HDFC Bank is reportedly in pursuit of skilled managers to oversee an expanding base of wealthy clients amid intensifying competition for top talent.
India’s rapidly growing economy is producing an increasing number of ultra-wealthy individuals, with those holding $30 million in assets expected to grow by 50% between 2023 and 2028, according to a Knight Frank wealth report.
This surge has prompted private sector banks to ramp up their efforts to capture market share, further intensifying the competition for skilled wealth managers.
With a reported assets under management totaling Rs 6.47 trillion ($77.2 billion), HDFC Bank has been expanding its wealth management team by 10% to 20% annually, recruiting talent both internally and externally.
The bank currently employs around 800 relationship managers serving clients in approximately 100 cities across India, including smaller markets such as Jorhat in Assam and Salem in Tamil Nadu.

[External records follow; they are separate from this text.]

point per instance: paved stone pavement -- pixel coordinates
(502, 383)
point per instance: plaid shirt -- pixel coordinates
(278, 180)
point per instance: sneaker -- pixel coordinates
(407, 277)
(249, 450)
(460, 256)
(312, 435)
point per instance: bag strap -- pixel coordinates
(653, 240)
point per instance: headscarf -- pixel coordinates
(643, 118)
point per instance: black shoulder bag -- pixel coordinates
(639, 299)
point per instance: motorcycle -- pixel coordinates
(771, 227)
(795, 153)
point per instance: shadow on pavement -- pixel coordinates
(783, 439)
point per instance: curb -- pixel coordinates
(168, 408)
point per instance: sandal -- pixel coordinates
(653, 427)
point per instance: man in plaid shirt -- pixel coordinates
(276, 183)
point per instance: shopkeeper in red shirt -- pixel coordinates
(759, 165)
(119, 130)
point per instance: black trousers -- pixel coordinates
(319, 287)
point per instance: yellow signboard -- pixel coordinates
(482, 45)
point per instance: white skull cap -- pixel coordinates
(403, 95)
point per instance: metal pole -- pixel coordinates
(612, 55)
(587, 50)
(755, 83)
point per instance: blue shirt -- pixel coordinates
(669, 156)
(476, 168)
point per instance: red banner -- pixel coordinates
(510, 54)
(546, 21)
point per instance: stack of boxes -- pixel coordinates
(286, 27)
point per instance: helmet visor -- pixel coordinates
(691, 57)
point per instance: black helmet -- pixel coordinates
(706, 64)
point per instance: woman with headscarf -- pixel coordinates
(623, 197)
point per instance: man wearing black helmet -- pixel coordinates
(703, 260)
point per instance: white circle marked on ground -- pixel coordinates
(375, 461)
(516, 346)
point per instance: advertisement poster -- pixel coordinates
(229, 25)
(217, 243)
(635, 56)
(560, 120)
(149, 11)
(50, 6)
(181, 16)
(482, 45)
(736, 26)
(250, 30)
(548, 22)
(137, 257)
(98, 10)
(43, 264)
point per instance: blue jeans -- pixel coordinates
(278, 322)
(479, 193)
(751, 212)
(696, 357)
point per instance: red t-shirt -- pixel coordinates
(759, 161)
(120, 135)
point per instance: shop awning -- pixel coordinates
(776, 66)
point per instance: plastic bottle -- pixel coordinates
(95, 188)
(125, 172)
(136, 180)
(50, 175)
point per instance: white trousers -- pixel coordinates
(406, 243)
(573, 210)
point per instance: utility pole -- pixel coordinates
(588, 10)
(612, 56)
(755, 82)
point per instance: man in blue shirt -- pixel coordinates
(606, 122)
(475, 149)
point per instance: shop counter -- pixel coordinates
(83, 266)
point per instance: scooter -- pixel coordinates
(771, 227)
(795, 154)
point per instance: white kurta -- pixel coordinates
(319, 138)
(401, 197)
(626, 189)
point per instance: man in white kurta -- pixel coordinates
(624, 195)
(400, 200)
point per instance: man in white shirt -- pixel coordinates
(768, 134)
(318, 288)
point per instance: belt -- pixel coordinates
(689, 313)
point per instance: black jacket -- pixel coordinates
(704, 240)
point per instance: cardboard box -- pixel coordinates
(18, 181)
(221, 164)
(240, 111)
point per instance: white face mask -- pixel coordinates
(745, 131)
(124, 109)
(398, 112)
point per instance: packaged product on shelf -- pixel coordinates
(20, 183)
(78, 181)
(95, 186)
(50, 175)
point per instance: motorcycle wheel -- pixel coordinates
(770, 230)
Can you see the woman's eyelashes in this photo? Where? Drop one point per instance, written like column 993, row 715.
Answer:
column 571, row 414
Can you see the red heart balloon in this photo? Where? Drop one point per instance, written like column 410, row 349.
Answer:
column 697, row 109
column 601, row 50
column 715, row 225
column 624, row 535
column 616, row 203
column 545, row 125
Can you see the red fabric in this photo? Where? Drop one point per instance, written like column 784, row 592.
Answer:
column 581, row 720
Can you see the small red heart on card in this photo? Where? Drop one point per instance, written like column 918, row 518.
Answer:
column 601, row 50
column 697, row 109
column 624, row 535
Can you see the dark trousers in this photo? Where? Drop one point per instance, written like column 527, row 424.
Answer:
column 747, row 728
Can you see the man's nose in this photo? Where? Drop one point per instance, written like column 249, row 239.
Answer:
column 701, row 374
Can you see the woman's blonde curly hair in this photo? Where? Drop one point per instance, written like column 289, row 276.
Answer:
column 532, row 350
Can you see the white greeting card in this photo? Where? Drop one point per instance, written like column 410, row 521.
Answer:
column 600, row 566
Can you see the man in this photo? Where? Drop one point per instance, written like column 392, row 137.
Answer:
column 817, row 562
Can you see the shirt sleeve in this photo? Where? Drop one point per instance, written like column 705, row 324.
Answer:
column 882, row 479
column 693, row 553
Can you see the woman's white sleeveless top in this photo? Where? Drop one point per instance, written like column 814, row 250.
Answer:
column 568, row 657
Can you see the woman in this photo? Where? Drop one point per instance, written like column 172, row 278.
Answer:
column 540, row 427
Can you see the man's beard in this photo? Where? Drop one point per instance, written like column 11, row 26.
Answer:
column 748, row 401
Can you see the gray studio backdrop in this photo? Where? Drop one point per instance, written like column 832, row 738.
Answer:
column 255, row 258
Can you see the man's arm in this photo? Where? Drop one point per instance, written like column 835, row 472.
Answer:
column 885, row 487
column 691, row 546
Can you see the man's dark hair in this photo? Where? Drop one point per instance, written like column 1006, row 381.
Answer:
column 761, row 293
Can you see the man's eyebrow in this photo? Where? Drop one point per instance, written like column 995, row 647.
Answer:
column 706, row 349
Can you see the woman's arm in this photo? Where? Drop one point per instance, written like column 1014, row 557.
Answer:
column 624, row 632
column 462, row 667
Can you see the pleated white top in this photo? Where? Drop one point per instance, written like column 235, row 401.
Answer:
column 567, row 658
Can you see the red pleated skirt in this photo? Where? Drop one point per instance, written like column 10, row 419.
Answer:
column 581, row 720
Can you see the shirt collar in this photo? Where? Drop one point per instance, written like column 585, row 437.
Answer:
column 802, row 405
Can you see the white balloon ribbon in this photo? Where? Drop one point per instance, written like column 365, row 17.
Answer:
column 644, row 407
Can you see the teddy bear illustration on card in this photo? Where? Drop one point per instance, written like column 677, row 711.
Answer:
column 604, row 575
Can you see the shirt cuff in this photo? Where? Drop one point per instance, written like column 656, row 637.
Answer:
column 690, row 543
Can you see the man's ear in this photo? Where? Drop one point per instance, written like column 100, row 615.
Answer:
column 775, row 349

The bank, according to a Bloomberg report, has found it challenging to find individuals in smaller markets who can effectively connect with high-net-worth clients. "Our experience shows that we don’t find people who can relate to a high-net-worth client within the same market," Rakesh K. Singh, who heads HDFC Bank’s investment, private wealth, and international banking divisions was quoted as saying in the report.
"It's crucial for a person to be able to build trust with an HNI."
Singh, in the report, acknowledged that the scarcity of skilled talent in smaller towns could hinder the bank's expansion efforts in those areas.
Some relationship managers are being enticed by salary increases of 40% to 50% offered by rival firms, Singh told the agency. The bank fears as more wealth management units raise compensation to attract these highly sought-after managers, the financial viability of these ventures could be jeopardized. BT could not independently verify the report.
Despite these challenges, HDFC Bank remains committed to sustainable growth. The bank’s recent annual report highlights its focus on strengthening both its physical and digital infrastructure, even as near-term growth faces constraints due to credit-deposit ratio challenges. The bank’s Retail, Commercial, and Rural Banking portfolio has shown healthy growth, helping to address priority sector lending shortfalls.
According to a research report by Motilal Oswal, HDFC Bank is projected to deliver a return on assets (RoA) of 1.86% and a return on equity (RoE) of 14.9% by FY26. The report maintains a "BUY" rating on HDFC Bank’s stock, with a target price of INR 1,850, based on 2.3 times FY26 estimated adjusted book value and INR 256 for its subsidiaries.